You may not be the only person who can claim Social Security benefits on your work record. If you're married, your spouse will be eligible for up to 50% of your benefit at your FRA, unless they can get more by claiming based on their own work record. If you have any minor or disabled children, they may also qualify for Social Security benefits based on your work record.
The program also pays survivors benefits to the surviving family members of qualifying workers, including spouses, minor or disabled children, and sometimes ex-spouses or dependent parents. You can use the Benefit Eligibility Screening Tool to figure out which benefits (if any) each person qualifies for.

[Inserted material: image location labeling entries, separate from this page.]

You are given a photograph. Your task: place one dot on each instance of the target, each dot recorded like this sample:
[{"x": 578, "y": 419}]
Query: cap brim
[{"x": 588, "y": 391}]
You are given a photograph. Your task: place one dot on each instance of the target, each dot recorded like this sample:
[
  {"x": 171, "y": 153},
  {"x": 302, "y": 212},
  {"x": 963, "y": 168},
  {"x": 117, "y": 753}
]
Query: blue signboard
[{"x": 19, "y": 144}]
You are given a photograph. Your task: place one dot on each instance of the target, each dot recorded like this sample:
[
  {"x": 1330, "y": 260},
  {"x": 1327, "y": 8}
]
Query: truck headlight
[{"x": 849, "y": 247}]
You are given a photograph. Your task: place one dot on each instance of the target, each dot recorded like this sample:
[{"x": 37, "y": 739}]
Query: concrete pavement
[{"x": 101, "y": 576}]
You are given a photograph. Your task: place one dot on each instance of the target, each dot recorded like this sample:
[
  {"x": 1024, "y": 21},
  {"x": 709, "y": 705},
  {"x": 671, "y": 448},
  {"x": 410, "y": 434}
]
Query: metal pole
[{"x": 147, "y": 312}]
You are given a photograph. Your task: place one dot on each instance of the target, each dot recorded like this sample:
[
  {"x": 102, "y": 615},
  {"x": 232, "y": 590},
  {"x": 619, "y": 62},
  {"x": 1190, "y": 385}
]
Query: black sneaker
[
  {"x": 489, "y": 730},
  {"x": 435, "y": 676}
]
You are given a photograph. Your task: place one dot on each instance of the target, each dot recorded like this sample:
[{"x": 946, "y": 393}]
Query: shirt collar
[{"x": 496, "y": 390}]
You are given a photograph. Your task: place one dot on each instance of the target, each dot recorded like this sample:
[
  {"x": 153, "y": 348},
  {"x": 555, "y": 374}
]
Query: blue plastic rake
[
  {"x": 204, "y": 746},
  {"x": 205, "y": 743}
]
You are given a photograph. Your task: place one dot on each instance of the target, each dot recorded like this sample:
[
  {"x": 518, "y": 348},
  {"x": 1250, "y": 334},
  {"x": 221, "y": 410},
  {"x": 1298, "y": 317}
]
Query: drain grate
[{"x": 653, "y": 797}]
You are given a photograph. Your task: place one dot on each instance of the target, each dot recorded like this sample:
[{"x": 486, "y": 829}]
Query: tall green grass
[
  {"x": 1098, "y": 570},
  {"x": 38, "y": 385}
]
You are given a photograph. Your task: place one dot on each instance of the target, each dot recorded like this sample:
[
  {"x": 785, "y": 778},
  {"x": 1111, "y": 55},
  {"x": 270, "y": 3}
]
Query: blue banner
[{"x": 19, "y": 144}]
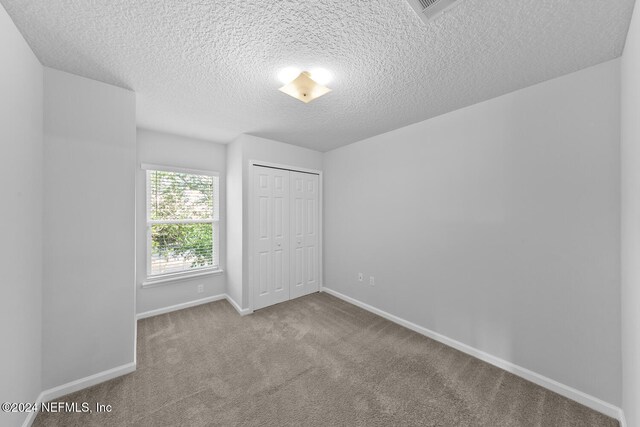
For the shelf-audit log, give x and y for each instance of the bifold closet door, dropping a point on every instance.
(305, 228)
(271, 236)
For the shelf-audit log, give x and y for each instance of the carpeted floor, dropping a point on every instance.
(312, 361)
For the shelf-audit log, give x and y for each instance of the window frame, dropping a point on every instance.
(152, 279)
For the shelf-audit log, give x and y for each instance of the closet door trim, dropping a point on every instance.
(250, 230)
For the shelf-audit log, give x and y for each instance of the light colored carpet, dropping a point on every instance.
(312, 361)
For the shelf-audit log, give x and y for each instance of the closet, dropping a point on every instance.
(285, 235)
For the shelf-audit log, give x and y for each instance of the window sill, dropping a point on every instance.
(167, 280)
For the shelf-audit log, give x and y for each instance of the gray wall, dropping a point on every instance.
(631, 223)
(497, 225)
(20, 219)
(172, 150)
(89, 238)
(244, 149)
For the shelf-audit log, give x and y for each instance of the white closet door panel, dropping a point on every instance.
(304, 233)
(271, 256)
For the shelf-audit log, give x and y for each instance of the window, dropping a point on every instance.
(182, 221)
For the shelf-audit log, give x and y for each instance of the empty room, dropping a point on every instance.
(320, 213)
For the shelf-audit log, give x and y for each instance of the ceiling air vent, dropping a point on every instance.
(428, 10)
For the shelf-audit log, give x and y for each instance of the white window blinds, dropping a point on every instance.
(182, 221)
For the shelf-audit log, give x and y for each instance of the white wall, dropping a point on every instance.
(244, 149)
(496, 225)
(20, 219)
(89, 172)
(172, 150)
(631, 223)
(234, 221)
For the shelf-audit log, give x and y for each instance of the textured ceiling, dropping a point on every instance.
(207, 68)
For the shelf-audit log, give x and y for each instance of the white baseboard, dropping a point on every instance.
(241, 311)
(176, 307)
(564, 390)
(622, 419)
(73, 386)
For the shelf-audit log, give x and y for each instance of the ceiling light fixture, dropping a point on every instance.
(304, 87)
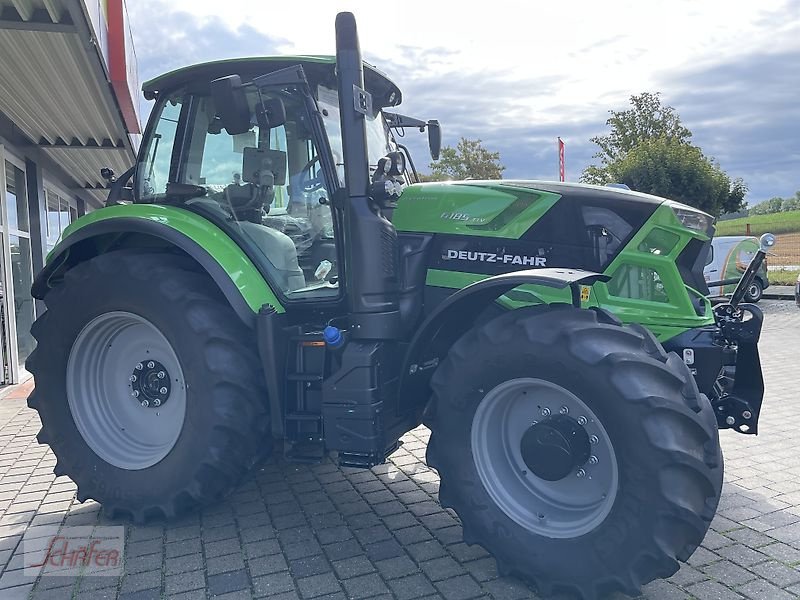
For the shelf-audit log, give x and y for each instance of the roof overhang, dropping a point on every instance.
(57, 91)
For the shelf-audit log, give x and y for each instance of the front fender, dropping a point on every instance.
(457, 314)
(225, 262)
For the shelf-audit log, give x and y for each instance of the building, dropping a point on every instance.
(68, 108)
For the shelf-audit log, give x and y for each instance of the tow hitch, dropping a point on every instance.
(740, 388)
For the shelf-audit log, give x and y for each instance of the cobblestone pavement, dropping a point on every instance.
(324, 532)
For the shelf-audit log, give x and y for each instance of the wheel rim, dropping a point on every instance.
(566, 508)
(118, 370)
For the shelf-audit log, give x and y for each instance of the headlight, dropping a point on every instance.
(693, 218)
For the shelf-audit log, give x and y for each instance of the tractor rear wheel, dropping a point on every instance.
(575, 450)
(148, 385)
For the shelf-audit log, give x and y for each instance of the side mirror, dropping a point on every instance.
(271, 113)
(434, 138)
(230, 101)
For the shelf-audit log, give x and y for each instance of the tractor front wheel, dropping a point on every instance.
(575, 450)
(148, 385)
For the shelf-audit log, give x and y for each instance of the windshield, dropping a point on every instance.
(379, 143)
(265, 184)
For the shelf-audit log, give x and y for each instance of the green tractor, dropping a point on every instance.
(268, 279)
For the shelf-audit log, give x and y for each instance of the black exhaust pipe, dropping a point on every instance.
(370, 239)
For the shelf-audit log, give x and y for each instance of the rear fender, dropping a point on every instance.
(149, 225)
(458, 313)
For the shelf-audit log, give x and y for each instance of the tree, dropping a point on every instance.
(647, 119)
(468, 160)
(681, 172)
(649, 150)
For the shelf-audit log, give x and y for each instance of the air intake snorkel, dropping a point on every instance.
(370, 240)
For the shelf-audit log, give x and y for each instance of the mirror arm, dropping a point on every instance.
(410, 161)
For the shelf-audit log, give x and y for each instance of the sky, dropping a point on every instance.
(520, 74)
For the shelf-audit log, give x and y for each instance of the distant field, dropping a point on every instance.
(785, 226)
(788, 222)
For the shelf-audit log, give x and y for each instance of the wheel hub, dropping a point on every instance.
(530, 444)
(555, 447)
(150, 383)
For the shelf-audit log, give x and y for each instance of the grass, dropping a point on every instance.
(788, 222)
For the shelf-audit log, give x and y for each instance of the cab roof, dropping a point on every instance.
(318, 69)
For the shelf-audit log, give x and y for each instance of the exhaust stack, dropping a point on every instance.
(370, 240)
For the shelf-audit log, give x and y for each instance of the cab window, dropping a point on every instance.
(267, 183)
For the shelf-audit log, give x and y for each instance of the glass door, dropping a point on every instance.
(18, 307)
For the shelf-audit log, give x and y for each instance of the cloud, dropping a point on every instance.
(732, 85)
(166, 39)
(745, 113)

Keep in mind that some benefits, like spousal benefits, are only available to others in your family after you sign up for Social Security yourself. It may also be advantageous in some circumstances to delay claiming your benefits if you're trying to go for the largest monthly benefit possible.
If you have questions about these or any other Social Security topics, you can always contact the Social Security Administration or visit your local Social Security office. Someone there will be able to give you advice on your specific situation, and do their best to help you avoid making costly mistakes that could impact your retirement.